Choose regions powered by renewable energy. Use auto-scaling to avoid idle capacity. Leverage serverless and managed services that share infrastructure efficiently. Optimize data storage and transfer to reduce energy consumption.

Example Decisions:

Using Lambda or Fargate instead of over-provisioned EC2 instances
Implementing S3 lifecycle policies to move data to colder storage tiers
Using Graviton-based instances (more energy efficient)
Selecting regions with renewable energy commitments
Implementing caching to reduce repeated computations
Archiving or deleting unused data and resources
Choosing efficient data formats (Parquet instead of CSV)

Questions to Ask:

How do you minimize unused resources?
How do you optimize geographic placement based on sustainability goals?
How do you take advantage of more efficient hardware and software?
How do you reduce downstream sustainability impacts?

How to Use the Framework

1. Review Phase

Evaluate your architecture against the six pillars using the AWS Well-Architected Tool or manual review. For each pillar, ask the framework’s questions and identify areas where best practices aren’t followed.

2. Prioritize Improvements

Not every issue needs immediate attention. Prioritize based on:

Business impact: Which risks affect business outcomes most?
Current pain points: What’s causing operational problems today?
Compliance requirements: What must be addressed for regulatory reasons?
Technical debt: What will become harder to fix later?

3. Implement Changes

Make incremental improvements. Small, reversible changes reduce risk and allow learning. Document decisions and their rationale.

4. Measure and Iterate

Track metrics for each pillar. As the workload evolves and AWS releases new services, re-evaluate the architecture.
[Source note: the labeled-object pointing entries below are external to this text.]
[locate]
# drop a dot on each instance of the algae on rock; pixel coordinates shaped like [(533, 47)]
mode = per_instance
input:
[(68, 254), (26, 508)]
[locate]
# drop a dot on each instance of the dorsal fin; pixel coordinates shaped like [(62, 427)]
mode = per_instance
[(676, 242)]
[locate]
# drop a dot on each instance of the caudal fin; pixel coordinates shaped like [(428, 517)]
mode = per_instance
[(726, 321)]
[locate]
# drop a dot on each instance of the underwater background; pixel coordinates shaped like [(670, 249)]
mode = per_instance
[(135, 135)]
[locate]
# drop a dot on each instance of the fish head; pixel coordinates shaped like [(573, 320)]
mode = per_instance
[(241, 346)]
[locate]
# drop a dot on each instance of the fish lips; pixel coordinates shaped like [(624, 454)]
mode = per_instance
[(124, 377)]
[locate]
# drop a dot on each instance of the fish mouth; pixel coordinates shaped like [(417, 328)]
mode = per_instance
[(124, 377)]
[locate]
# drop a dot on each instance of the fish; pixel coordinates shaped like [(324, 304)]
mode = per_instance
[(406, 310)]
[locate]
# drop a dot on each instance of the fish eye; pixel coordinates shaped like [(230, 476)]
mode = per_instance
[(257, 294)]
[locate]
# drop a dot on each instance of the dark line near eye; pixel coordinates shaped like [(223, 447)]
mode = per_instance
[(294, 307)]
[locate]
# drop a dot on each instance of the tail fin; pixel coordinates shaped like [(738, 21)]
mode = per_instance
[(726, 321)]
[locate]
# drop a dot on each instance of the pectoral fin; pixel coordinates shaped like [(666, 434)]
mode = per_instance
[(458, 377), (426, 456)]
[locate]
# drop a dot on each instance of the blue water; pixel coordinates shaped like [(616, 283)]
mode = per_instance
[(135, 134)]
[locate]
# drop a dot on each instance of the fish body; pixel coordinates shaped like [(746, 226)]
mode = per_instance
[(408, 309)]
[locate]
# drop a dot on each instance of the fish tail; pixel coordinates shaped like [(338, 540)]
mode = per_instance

Trade-Offs Between Pillars

Every architectural decision involves trade-offs. Optimizing for one pillar often means compromising another.

Common Trade-Offs

Optimization	Gain	Trade-Off
Use managed services (RDS instead of self-managed DB on EC2)	Operational Excellence: Automated backups, patching, scaling Security: Built-in encryption and access controls Reliability: Multi-AZ deployments	Cost: Higher price than self-managed Performance: Less control over tuning
Enable Multi-AZ deployments	Reliability: Survive AZ failures Security: Data replicated securely	Cost: Pay for resources in multiple AZs Performance: Slight latency for synchronous replication
Use serverless (Lambda) instead of always-on EC2	Cost Optimization: Pay only for execution time Operational Excellence: No server management Sustainability: No idle capacity	Performance: Cold start latency Reliability: Execution time limits (15 min max)
Implement caching (CloudFront, ElastiCache)	Performance: Lower latency, faster response times Cost: Reduced origin load	Complexity: Cache invalidation strategies Operational Excellence: More components to monitor
Use Reserved Instances or Savings Plans	Cost Optimization: 40-75% savings vs. on-demand	Flexibility: Committed capacity may not match changing needs
Deploy to multiple regions	Reliability: Survive entire region failures Performance: Lower latency for global users	Cost: Resources in multiple regions Operational Excellence: More complex deployments and data synchronization

Making Intentional Trade-Offs

The framework doesn’t prescribe solutions. Instead, it helps you make intentional trade-offs based on your specific requirements:

Identify requirements: What does the business need? (SLAs, compliance, budget constraints)
Evaluate options: How does each service or pattern align with the six pillars?
Make explicit trade-offs: Document what you’re optimizing for and what you’re accepting as a compromise
Revisit over time: As requirements change or new AWS services launch, re-evaluate decisions

Example: A startup might prioritize cost optimization and operational excellence (use managed services, avoid over-engineering) while accepting lower reliability (single region, minimal redundancy) initially. As the business grows and SLAs become critical, they shift toward reliability even if it increases cost.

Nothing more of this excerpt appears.